's ist ein Geheimnis von Berlin
Original-Vortrag. Text und Melodie von Otto Reutter
Teich/Danner Nr. 385
1.
Ich lieb' Berlins diskrete Weise,
Berlin plauscht kein Geheimnis aus.
Oft machen zwei 'ne Hochzeitsreise
Und jeder kommt allein nach Haus.
Erst sind sie glücklich und zufrieden,
Doch kaum sieht man ein Jahr entflieh'n,
Wieviel sind dann dahin-„geschieden“? —
(Hierauf macht das Orchester oder der Pianist „Pst!“, Dann singt der Vortragende den Kehrreim)
's ist ein Geheimnis — 's ist ein Geheimnis von Berlin.
2.
's gibt ständig Aut'mobilgeratter -
Man rast vorbei mit flücht'gem Gruß.
Wer kein Geld hat, ein Auto hat er -
Wer imponiern will, geht zu Fuß.
Im Auto sitzen sie und prahlen,
Red'n ohne Stocken, ohne Müh'n -
Doch wieviel stottern - beim Bezahlen? („Pst!“)
's ist ein Geheimnis — 's ist ein Geheimnis von Berlin.
3.
's gibt dort durch Staates-Unterstützung
'ne große Dichter-Akad'mie –
man weiß, die Herr'n hab'n mal 'ne Sitzung,
man weiß, 's ist jeder ein Genie.
Und manchem ward für früh're Sachen,
man weiß, der Nobelpreis verlieh'n, –
doch was die Herren sonst noch machen, („Pst!“)

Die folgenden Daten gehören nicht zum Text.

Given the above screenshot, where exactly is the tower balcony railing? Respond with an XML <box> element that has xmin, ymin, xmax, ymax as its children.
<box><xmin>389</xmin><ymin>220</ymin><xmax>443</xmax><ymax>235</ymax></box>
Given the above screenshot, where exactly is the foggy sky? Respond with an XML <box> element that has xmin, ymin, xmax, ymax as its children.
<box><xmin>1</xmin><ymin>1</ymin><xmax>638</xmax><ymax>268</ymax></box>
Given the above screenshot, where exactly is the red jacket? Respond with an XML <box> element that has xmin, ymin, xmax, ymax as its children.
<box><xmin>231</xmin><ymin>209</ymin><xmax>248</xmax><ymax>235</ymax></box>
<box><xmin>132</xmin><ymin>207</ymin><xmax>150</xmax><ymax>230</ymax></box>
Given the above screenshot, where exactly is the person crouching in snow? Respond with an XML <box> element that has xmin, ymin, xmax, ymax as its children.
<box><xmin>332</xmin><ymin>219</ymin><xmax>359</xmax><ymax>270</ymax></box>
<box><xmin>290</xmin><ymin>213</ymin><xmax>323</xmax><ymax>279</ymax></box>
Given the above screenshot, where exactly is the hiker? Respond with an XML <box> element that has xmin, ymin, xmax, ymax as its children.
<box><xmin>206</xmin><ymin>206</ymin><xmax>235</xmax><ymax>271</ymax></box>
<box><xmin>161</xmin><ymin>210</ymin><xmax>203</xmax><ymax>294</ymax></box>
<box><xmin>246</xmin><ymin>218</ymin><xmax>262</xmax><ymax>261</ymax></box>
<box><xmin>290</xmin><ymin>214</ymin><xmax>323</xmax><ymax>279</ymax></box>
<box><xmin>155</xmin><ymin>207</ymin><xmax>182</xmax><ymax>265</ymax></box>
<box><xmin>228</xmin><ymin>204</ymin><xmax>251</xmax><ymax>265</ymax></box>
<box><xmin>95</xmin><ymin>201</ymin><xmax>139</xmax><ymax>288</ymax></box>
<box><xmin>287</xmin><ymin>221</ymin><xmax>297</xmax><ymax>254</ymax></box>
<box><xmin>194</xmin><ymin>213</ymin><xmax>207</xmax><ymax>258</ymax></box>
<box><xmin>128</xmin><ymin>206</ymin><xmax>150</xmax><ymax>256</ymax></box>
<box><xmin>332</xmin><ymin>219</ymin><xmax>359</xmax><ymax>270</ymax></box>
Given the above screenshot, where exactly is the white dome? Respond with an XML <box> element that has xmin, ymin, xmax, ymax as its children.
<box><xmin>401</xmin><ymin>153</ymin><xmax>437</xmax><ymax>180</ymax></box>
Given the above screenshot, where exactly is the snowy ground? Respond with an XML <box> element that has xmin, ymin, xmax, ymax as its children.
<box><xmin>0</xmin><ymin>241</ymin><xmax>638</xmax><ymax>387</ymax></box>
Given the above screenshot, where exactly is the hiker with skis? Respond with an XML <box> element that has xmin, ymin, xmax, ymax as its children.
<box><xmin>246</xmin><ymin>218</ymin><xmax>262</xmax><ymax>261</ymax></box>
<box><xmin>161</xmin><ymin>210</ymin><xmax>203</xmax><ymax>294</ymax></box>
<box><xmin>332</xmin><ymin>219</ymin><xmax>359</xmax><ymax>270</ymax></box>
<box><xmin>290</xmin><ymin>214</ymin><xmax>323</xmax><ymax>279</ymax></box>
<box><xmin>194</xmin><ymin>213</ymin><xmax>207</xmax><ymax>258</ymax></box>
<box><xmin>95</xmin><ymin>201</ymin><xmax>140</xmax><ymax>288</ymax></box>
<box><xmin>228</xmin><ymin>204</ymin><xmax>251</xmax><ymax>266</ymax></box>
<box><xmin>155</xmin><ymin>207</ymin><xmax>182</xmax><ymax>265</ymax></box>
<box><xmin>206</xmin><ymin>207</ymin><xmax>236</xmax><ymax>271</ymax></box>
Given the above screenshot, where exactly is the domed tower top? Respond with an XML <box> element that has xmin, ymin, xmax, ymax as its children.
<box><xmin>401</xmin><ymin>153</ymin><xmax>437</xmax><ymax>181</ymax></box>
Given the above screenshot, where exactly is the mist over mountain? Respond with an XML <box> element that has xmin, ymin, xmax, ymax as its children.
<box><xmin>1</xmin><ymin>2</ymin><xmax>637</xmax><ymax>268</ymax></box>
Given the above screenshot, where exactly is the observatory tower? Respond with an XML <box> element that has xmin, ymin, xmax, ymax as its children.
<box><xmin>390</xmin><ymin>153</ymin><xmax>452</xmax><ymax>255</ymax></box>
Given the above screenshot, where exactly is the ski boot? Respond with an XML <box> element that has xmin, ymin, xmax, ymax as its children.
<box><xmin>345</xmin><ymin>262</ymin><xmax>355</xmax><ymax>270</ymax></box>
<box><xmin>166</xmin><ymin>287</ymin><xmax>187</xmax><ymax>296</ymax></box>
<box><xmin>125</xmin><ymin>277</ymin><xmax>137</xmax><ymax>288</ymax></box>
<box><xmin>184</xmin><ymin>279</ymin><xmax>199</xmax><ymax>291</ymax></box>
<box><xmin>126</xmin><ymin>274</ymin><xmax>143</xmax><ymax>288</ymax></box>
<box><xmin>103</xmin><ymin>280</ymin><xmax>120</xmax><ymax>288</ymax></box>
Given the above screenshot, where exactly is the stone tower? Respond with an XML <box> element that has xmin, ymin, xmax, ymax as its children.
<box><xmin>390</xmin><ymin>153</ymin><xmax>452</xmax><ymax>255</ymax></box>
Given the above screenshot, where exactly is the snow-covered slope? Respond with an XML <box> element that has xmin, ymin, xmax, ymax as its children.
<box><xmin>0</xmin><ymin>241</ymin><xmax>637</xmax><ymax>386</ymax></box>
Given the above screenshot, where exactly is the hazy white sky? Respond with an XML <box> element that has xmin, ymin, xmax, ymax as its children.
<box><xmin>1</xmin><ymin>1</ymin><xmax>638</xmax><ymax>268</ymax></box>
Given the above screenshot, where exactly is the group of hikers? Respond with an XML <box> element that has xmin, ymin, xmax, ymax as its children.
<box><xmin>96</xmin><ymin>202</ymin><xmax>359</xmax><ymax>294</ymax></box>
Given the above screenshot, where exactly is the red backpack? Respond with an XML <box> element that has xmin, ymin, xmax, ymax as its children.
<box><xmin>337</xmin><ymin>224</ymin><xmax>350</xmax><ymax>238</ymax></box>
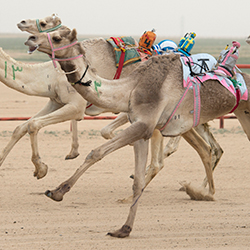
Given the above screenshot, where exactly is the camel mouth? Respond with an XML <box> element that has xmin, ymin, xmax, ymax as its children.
<box><xmin>27</xmin><ymin>45</ymin><xmax>39</xmax><ymax>54</ymax></box>
<box><xmin>17</xmin><ymin>23</ymin><xmax>27</xmax><ymax>31</ymax></box>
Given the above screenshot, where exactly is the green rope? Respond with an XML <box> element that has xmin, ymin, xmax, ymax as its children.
<box><xmin>36</xmin><ymin>19</ymin><xmax>62</xmax><ymax>33</ymax></box>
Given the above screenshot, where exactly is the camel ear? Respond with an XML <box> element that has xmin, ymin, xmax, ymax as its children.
<box><xmin>69</xmin><ymin>28</ymin><xmax>77</xmax><ymax>41</ymax></box>
<box><xmin>52</xmin><ymin>13</ymin><xmax>61</xmax><ymax>25</ymax></box>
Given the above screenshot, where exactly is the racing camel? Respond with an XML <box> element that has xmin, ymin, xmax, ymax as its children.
<box><xmin>24</xmin><ymin>28</ymin><xmax>250</xmax><ymax>237</ymax></box>
<box><xmin>16</xmin><ymin>15</ymin><xmax>223</xmax><ymax>189</ymax></box>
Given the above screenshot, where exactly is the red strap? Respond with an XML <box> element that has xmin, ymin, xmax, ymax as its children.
<box><xmin>110</xmin><ymin>37</ymin><xmax>126</xmax><ymax>79</ymax></box>
<box><xmin>113</xmin><ymin>50</ymin><xmax>125</xmax><ymax>79</ymax></box>
<box><xmin>229</xmin><ymin>88</ymin><xmax>241</xmax><ymax>113</ymax></box>
<box><xmin>110</xmin><ymin>37</ymin><xmax>123</xmax><ymax>47</ymax></box>
<box><xmin>86</xmin><ymin>103</ymin><xmax>93</xmax><ymax>109</ymax></box>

's ist ein Geheimnis — 's ist ein Geheimnis von Berlin.
4.
Vom Einstein kennt man sein Gesichte -
Sein Bild war ja in jedem Blatt,
Las von der Villa die Geschichte -
Man liest, er reist, 's fand'n Feiern statt -
Man liest, er hat Musik getrieben —
Kurz, man liest vieles über ihn,
Bloß nichts von ihm, was er geschrieben. („Pst!“)
's ist ein Geheimnis -- 's ist ein Geheimnis von Berlin.
5.
Der Liebling von Berlin ist Tauber
Der gottbegnadete Tenor —
Singt jeden Abend hell und sauber,
Tritt auch mal nicht auf – das kommt vor.
Ein Herr pries seiner Stimme Zauber,
Obwohl da Tauber nicht erschien, —
Der merkte nichts — 's war auch ein „Tauber“. („Pst!“)
's ist ein Geheimnis — 's ist ein Geheimnis von Berlin.
6.
Im Reichstag kann man aus- und eingeh'n,
der Sitzungssaal ist gar nicht klein –
mehr als vierhundert könn'n da reingeh'n –
so viel, die reingeh'n, gehen nicht rein.
Nicht jedes Mitglied ist vertreten –
wohin mög'n manche sich verzieh'n
und wo verzehr'n die die Diäten? („Pst!“)
's ist ein Geheimnis — 's ist ein Geheimnis von Berlin.
7.
Das Nachtgespenst bracht' manchen Jammer –
'ne Frau war kürzlich mal verreist,
Kam jäh zurück — aus seiner Kammer
Huscht 'ne Gestalt, weiß wie ein Geist.
Von einem Nachtgespenst, 'nem bösen,
Spricht er - sie aber hat geschrien,
Es war ein Nachtgesponst gewesen. („Pst!“)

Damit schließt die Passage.